When I lost my job in 2009, I took a job in Louisville, Kentucky where I started attending First Unitarian. I was asked to be the greeting coordinator for the church, which was a huge step outside my comfort zone, as I haven’t been the best at remembering people’s names. But I organized the coffee and greeting schedule, and had many moving conversations at the door, where I got the chance to bond with a great number of great people. As part of that process, I learned that my spiritual path was making connections. I was also appointed to the Membership board at that time, and one Easter Sunday in 2010, while playing the Velveteen Rabbit, I asked for the blessing of the church while I transitioned.

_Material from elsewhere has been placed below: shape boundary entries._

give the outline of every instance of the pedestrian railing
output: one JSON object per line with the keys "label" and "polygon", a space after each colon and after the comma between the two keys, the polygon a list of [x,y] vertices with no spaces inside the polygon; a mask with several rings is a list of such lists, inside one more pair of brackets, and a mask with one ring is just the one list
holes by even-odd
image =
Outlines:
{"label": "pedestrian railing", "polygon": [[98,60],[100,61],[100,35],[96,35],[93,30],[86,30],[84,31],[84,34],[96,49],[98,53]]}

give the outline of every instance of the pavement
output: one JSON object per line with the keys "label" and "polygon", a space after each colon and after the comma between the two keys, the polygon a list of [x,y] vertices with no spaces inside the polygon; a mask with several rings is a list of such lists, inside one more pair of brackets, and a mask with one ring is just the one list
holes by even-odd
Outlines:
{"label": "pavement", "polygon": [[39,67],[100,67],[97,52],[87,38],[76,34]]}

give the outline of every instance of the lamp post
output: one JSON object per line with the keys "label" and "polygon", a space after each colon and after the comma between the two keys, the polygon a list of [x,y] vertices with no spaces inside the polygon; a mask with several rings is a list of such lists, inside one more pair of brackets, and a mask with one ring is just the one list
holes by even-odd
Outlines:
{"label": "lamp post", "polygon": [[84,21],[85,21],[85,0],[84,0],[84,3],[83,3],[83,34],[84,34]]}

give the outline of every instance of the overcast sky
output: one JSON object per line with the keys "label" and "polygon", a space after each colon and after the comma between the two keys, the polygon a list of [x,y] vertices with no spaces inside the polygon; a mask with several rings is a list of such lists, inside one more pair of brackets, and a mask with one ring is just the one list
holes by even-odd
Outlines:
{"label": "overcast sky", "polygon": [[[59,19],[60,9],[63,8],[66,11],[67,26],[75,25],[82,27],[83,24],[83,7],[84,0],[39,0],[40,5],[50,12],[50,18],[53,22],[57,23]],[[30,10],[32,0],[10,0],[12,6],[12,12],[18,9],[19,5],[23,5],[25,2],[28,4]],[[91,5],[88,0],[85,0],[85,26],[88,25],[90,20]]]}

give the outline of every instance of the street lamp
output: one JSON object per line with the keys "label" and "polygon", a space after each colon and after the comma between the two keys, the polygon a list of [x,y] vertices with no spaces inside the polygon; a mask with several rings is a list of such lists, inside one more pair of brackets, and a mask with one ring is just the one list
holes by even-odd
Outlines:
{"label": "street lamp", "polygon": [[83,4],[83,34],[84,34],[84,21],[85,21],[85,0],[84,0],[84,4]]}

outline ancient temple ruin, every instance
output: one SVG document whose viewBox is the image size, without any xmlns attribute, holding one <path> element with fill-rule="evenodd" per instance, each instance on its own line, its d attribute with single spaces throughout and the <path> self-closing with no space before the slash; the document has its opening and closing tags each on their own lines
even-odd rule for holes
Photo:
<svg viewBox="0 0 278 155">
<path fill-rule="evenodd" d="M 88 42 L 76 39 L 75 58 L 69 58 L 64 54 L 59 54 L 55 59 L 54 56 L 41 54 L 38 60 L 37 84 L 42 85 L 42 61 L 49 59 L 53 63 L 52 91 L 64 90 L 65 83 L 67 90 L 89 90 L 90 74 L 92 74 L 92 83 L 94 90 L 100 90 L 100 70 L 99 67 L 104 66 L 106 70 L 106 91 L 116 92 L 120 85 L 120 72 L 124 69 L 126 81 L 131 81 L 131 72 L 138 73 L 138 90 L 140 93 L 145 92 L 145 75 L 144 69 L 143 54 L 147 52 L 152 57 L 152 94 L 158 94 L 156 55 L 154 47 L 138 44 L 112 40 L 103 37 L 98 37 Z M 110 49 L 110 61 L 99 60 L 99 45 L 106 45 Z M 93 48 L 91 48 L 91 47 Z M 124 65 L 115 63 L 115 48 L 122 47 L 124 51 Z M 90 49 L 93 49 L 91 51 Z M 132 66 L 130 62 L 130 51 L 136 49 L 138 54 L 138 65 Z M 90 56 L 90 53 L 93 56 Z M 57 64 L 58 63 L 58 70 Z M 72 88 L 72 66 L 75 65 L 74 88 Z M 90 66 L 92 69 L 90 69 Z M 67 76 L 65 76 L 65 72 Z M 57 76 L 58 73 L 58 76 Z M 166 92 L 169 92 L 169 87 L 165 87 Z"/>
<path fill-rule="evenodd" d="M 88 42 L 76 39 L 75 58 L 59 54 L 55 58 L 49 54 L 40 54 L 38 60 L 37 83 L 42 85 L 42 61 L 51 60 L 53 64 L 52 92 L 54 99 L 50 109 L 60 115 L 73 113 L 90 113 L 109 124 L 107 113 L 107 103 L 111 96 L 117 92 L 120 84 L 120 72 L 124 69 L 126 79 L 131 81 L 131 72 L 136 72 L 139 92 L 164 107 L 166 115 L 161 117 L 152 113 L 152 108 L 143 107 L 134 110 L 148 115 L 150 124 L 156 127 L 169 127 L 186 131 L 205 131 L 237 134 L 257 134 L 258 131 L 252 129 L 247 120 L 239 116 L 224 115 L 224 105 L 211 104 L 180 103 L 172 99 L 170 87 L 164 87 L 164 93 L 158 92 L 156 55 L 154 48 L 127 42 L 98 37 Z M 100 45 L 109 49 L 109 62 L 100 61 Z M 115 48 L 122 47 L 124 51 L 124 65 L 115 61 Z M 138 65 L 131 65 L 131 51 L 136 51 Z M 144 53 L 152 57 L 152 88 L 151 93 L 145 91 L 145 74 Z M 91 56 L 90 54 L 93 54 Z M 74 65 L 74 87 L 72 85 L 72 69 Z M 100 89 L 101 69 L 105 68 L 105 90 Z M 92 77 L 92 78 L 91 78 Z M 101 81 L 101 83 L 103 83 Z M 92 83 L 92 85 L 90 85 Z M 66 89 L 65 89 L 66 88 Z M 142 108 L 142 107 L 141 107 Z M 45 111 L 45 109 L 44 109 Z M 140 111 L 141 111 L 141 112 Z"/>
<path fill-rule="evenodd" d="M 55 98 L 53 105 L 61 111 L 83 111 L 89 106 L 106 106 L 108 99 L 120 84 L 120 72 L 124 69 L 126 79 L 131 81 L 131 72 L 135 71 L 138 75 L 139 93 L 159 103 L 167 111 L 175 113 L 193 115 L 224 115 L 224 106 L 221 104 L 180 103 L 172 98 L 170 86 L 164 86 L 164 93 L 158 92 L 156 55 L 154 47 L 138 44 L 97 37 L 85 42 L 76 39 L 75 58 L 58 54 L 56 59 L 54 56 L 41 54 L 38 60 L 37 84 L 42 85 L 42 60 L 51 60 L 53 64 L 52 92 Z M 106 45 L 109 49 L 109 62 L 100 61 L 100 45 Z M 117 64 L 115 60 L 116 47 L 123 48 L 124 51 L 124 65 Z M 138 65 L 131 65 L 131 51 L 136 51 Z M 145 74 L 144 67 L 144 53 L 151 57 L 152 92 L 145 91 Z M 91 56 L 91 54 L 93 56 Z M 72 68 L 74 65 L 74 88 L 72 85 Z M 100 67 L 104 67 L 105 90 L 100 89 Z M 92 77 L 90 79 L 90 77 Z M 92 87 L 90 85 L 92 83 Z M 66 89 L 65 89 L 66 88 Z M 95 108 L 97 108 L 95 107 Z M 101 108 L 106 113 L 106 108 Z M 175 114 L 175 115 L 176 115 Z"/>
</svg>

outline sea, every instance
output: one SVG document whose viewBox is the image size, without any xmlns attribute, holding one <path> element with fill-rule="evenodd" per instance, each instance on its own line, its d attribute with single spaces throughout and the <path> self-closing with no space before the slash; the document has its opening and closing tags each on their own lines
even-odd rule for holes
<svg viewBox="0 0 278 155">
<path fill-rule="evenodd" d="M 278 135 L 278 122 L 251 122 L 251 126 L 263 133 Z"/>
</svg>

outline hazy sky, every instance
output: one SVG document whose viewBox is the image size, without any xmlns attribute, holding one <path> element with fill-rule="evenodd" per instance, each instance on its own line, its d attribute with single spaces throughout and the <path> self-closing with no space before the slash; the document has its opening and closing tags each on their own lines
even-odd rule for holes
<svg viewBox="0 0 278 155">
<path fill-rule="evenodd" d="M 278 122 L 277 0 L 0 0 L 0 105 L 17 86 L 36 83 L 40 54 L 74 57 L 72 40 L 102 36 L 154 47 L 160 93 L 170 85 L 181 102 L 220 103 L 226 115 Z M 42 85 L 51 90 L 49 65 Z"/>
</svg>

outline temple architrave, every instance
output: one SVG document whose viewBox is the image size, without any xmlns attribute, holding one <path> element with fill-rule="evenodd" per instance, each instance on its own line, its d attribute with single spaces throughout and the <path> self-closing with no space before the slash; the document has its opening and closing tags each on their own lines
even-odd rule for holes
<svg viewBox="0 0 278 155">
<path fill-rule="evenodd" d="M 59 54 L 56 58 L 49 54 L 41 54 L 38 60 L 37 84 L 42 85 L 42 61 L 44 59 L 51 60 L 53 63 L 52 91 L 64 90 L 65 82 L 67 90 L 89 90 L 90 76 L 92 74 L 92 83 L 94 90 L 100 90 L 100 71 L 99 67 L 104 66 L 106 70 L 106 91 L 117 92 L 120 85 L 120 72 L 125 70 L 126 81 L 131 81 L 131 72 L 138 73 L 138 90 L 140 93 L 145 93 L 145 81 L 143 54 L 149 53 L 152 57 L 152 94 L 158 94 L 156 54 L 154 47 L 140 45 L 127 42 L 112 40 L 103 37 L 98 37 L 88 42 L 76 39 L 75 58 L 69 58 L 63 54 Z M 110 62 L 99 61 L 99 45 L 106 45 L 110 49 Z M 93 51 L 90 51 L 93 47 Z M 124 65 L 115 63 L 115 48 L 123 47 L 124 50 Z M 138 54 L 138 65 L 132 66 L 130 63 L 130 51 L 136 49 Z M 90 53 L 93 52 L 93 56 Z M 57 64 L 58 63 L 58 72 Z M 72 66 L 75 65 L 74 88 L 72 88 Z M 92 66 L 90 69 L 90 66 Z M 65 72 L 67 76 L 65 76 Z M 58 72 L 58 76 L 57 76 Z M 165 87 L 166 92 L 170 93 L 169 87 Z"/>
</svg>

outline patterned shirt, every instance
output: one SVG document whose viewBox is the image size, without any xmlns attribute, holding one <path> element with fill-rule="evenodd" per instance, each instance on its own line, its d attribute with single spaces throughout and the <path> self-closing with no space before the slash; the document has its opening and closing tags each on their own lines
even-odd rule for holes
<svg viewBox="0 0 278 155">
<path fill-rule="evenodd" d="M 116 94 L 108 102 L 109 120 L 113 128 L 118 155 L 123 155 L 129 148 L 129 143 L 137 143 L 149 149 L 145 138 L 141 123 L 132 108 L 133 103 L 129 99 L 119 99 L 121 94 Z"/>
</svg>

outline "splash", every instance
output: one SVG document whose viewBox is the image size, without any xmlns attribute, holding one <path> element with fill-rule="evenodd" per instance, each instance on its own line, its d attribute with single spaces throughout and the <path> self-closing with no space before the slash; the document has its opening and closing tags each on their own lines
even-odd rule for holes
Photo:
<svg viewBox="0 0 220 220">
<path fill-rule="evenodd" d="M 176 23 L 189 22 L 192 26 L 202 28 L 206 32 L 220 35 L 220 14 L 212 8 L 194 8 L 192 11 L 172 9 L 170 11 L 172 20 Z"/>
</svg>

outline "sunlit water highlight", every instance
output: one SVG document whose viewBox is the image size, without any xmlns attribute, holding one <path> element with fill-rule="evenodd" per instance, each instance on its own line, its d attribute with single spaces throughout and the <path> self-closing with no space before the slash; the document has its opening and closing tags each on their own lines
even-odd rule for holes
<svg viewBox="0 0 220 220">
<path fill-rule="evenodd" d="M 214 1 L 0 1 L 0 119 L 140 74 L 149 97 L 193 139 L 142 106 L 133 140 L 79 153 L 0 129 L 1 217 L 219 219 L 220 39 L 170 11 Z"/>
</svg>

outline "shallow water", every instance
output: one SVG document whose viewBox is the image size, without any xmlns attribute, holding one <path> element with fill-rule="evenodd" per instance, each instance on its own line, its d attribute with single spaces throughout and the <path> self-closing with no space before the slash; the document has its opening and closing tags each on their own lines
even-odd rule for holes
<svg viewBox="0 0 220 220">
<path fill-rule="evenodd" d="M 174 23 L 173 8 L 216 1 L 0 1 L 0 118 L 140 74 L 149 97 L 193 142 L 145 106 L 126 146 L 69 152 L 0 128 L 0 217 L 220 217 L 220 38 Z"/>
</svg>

In September of that year, I was offered a job at Overstock in Cottonwood Heights. When I told my friends that I was moving to the Salt Lake Area, they told me that it was awesome, because one of the ministers was the first ever transgender minister. So when I arrived, and moved to West Jordan (I now live in Midvale), I went to First Unitarian. It didn’t have the lay-led feel that I had grown used to, and I found out that the other church, South Valley, was the congregation with the trans minister, but he wasn’t there anymore.
The following Sunday I visited South Valley for the first time. I was immediately welcomed and introduced to the LGBT group, Interweave. I also heard that there was a protest in downtown Salt Lake City that night and I was invited. That was my first protest of many. In fact, the leader of that protest later came out as trans herself and has since transitioned. It wasn’t long before I was asked to be the Welcoming Chair, and took that role for a couple of years. My activism however led me into politics. I fought unfair insurance policy, petitioned an attorney general, and sought to sway legislators. I knew that the trans community needed a voice, and if no one else would stand up, I would. Being a voice can be hard, but it gives you a sense of purpose. Over the years that visibility has led me to serve on multiple boards and councils. I served my Community Council for over five years, chairing it last year. I became the chair of the Transgender Inclusion Project, and have been serving in the leadership of the Women’s State Legislative Council of Utah for a number of years. More recently I joined the board of the ACLU of Utah at the calling of the House Minority Leader, and stepped up to chair House District 44 for the Democratic Party. I also have been called back to serve on the Board of Trustees. As a deep believer in being called to serve, I look forward to being able to bring my experience to the board during these challenging times. On multiple occasions, I have been told by others that visibility while running and persistence to serve has inspired them to run and serve. That inspires me. There are some days where you feel like you are just one voice in a chorus, and others when it seems like you are a lone voice crying in the wilderness. But no matter my battles, I have always been able to come home to South Valley, where I find the support empowering.